Requirements for the server

• nginx
• supervisor
• make

On Debian/Ubuntu you can install them as superuser with:

$ apt-get install nginx supervisor make

Overview

We use a post-receive git hook to publish the repository on the production server. He triggers on every push to the git repo on the server.

The post-receive hook uses the path defined in the prod_path variable. Make sure that this path exists on the server before pushing the first time.

The hook triggers make deploylive which is defined in Makefile. This install the dependencies and build the App.

Configuration

The deploy/conf directory contains samples for git hook and server configuration with gunicord behind a nginx reverse proxy. For monitoring and controlling gunicord we use supervisor.

• git/hooks/post-receive - put this in the hooks directory of your bare git repository on the server and make sure it is executable.
• web/nginx.conf - the nginx configuration.
• web/supervisord.conf - the supervisor configuration for gunicorn.
• web/gunicorn.sample.conf.py - Gunicorn configuration, should be moved to web/gunicorn.sample.py after configuring.

The samples have to be configured by replacing the placeholders indicated by [PLACEHOLDER].

The following placeholders are used:

• [PATH TO APP] - absolute path to the app folder on the server
• [IP] - IP address of the server
• [PORT] - port on which the Gunicorn WSGI server should run (remember to open this TCP port in your firewall)
• [SERVERNAME] - servername which is normally the base URL of the server
• [PATH TO LOG] - absolute path to HTTP log without file extension
• [PATH TO GUNICORN LOG] - absolute path to Gunicorn log without file extension
• [PATH TO CERTIFICATE] - absolute path to SSL certificate file
• [PATH TO CERTIFICATE KEY] - absolute path to SSL certificate key file
• [PATH TO CLIENT APP] - absolute path to client app you want to serve

Serve a conduit client together with the backend

Optionally you can also serve a conduit client like the Cerebral Example App together with the Morepath backend.

• In nginx.conf add a root location with the path to your client build. It can be in a different directory then the Morepath backend.

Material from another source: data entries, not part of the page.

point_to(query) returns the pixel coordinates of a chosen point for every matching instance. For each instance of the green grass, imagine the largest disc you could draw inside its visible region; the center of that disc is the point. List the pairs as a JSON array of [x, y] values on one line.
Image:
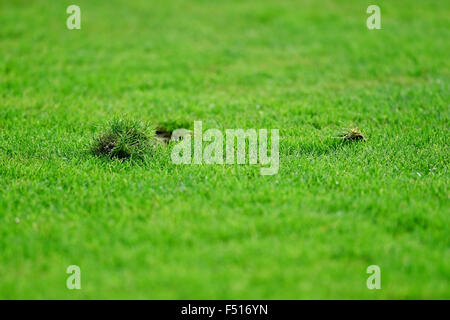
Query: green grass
[[157, 230]]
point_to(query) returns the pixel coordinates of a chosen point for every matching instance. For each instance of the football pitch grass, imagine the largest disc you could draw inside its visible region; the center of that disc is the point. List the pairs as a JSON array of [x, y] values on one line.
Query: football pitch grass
[[155, 230]]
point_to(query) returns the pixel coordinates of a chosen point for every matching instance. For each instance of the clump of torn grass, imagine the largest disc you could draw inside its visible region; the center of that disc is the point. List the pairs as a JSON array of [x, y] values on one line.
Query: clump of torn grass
[[353, 134], [124, 139]]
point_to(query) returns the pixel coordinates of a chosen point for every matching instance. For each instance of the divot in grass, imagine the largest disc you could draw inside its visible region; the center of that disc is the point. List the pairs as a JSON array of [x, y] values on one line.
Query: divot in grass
[[353, 134], [124, 139]]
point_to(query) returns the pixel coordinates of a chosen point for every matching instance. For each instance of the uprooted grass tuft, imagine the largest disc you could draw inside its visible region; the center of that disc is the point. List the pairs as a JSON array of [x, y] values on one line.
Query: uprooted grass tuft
[[124, 139], [353, 134]]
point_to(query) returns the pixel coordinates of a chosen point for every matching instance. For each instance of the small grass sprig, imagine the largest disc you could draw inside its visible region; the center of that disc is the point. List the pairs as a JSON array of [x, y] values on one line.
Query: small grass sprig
[[124, 139], [352, 134]]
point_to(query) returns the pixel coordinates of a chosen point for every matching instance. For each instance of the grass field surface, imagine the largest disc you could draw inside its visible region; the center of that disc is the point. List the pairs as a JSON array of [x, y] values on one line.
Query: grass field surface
[[155, 230]]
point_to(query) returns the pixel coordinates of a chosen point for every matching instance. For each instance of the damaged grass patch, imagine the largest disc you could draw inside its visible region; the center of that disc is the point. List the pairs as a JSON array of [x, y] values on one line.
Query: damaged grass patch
[[124, 139]]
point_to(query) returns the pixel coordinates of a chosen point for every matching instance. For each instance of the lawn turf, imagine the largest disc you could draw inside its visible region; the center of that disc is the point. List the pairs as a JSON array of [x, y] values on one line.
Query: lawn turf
[[157, 230]]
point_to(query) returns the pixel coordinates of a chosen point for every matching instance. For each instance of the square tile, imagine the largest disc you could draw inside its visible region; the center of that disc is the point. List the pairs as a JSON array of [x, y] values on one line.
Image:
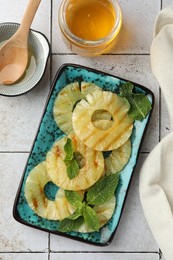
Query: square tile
[[137, 29], [133, 233], [20, 117], [102, 256], [133, 67], [23, 256], [15, 236], [166, 3], [13, 12]]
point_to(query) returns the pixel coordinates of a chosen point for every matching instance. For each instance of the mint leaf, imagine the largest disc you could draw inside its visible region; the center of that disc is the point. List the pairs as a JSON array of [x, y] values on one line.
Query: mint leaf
[[139, 106], [68, 148], [126, 89], [72, 168], [68, 225], [139, 103], [91, 218], [103, 190], [78, 213], [74, 198]]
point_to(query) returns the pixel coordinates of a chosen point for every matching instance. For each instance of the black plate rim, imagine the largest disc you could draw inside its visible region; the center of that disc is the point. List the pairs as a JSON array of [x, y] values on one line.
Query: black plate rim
[[58, 74]]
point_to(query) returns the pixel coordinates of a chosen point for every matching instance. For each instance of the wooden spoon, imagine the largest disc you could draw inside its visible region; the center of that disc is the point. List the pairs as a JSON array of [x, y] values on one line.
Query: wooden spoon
[[14, 53]]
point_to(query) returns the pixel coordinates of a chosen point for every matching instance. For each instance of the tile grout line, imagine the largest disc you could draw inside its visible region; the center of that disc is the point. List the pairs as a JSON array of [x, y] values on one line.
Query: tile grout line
[[105, 252], [161, 4], [51, 21], [108, 54]]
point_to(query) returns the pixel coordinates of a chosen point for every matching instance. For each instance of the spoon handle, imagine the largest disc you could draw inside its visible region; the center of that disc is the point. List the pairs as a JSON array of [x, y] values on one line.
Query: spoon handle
[[28, 17]]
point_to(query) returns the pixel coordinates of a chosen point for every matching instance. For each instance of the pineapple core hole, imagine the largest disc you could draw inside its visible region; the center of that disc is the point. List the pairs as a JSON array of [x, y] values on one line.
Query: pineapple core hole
[[102, 119]]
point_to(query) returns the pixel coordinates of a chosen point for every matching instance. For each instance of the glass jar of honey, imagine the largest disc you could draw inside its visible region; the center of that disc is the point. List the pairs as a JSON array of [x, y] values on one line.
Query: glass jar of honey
[[90, 27]]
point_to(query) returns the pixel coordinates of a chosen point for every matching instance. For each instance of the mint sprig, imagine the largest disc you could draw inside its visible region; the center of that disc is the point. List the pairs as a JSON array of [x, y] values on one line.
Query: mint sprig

• Add a post-receive git hook to your client repo similar to the one we use for the backend.

  #!/bin/bash
  #
  set -x
  app_path="[PATH TO CLIENT APP]"
  
  while read oldrev newrev ref
  do
          branch=`echo $ref | cut -d/ -f3`
          if [[ "master" == "$branch" ]]; then
                  git --work-tree=$app_path checkout -f $branch
                  cd $app_path
                  make deploylive
                  echo 'Changes pushed live.'
          fi
  done

• Create a simple Makefile to build the client. Remember to put a tab character at the beginning of every recipe line!

  .PHONY: deploylive
  deploylive:
      rm -rf node_modules
      npm install
      npm run build

Database

PonyORM supports SQLite, PostgreSQL, MySQL/MariaDB and Oracle. In the example App we use Postgres in production and SQLite for development and testing.

When you want to use another database then SQLite you have to first create a database for conduit-morepath on the server.

Then configure conduit/settings/production.yml according to the database setup.